Menurut Antariksa (2009), kearifan lokal merupakan unsur bagian dari tradisi budaya masyarakat suatu bangsa, yang muncul menjadi bagian-bagian yang ditempatkan pada tatanan fisik bangunan (arsitektur) dan kawasan (perkotaan) dalam geografi kenusantaraan sebuah bangsa.  Dari penjelasan beliau dapat dilihat, bahwa kearifan lokal merupakan langkah penerapan dari tradisi yang diterjemahkan dalam artefak fisik.

 Hal terpenting dari kearifan lokal adalah proses sebelum implementasi tradisi pada artefak fisik, yaitu nilai-nilai dari alam untuk mengajak dan mengajarkan tentang bagaimana ‘membaca’ potensi alam dan menuliskannya kembali sebagai tradisi yang diterima secara universal oleh masyarakat, khususnya dalam berarsitektur.

Nilai tradisi untuk menselaraskan kehidupan manusia dengan cara menghargai, memelihara dan melestarikan alam lingkungan. Hal ini dapat dilihat bahwa semakin adanya penyempurnaan arti dan saling mendukung, yang intinya adalah memahami bakat dan potensi alam tempatnya hidup dan diwujudkannya sebagai tradisi.

 Definisi kearifan lokal secara bebas dapat diartikan nilai-nilai budaya yang baik yang ada di dalam suatu masyarakat. Hal ini berarti, untuk mengetahui suatu kearifan lokal di suatu wilayah maka kita harus bisa memahami nilai-nilai budaya yang baik yang ada di dalam wilayah tersebut. Kalau mau jujur, sebenarnya nilai-nilai kearifan lokal ini sudah diajarkan secara turun temurun oleh orang tua kita kepada kita selaku anak-anaknya. Budaya gotong royong, saling menghormati dan tepa salira merupakan contoh kecil dari kearifan lokal.

Dari definisi itu, kita dapat memahami bahwa kearifan lokal adalah pengetahuan yang dikembangkan oleh para leluhur dalam mensiasati lingkungan hidup sekitar mereka, menjadikan pengetahuan itu sebagai bagian dari budaya dan memperkenalkan serta meneruskan itu dari generasi ke generasi.

Beberapa bentuk pengetahuan tradisional itu muncul lewat cerita, legenda, nyanyian, ritual dan juga aturan atau hukum setempat. Kearifan lokal menjadi penting dan bermanfaat hanya ketika masyarakat lokal yang mewarisi sistem pengetahuan itu mau menerima dan mengklaim hal itu sebagai bagian dari kehidupan mereka. Dengan cara itulah, kearifan lokal dapat disebut sebagai jiwa dari budaya lokal.

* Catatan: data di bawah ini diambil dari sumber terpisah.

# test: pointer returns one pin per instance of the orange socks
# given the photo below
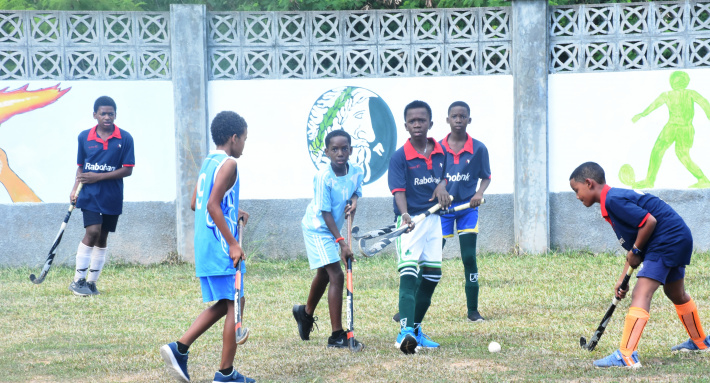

Hal itu dapat dilihat dari ekspresi kearifan lokal dalam kehidupan setiap hari karena telah terinternalisasi dengan sangat baik. Tiap bagian dari kehidupan masyarakat lokal diarahkan secara arif berdasarkan sistem pengetahuan mereka, dimana tidak hanya bermanfaat dalam aktifitas keseharian dan interaksi dengan sesama saja, tetapi juga dalam situasi-situasi yang tidak terduga seperti bencana yang datang tiba-tiba.

Pertanyaannya, mampukah kearifan lokal mencegah dan menangkal radikalisme dan terorisme. Baiklah, penulis mengutip ungkapkan Guru Besar Universitas Udayana Prof I Wayan Windia. Dimana ia berpendapat, nilai-nilai budaya dan kearifan lokal di sebagian besar daerah di Indonesia merupakan salah satu strategi untuk mencegah dan menangkal radikalisme dan terorisme.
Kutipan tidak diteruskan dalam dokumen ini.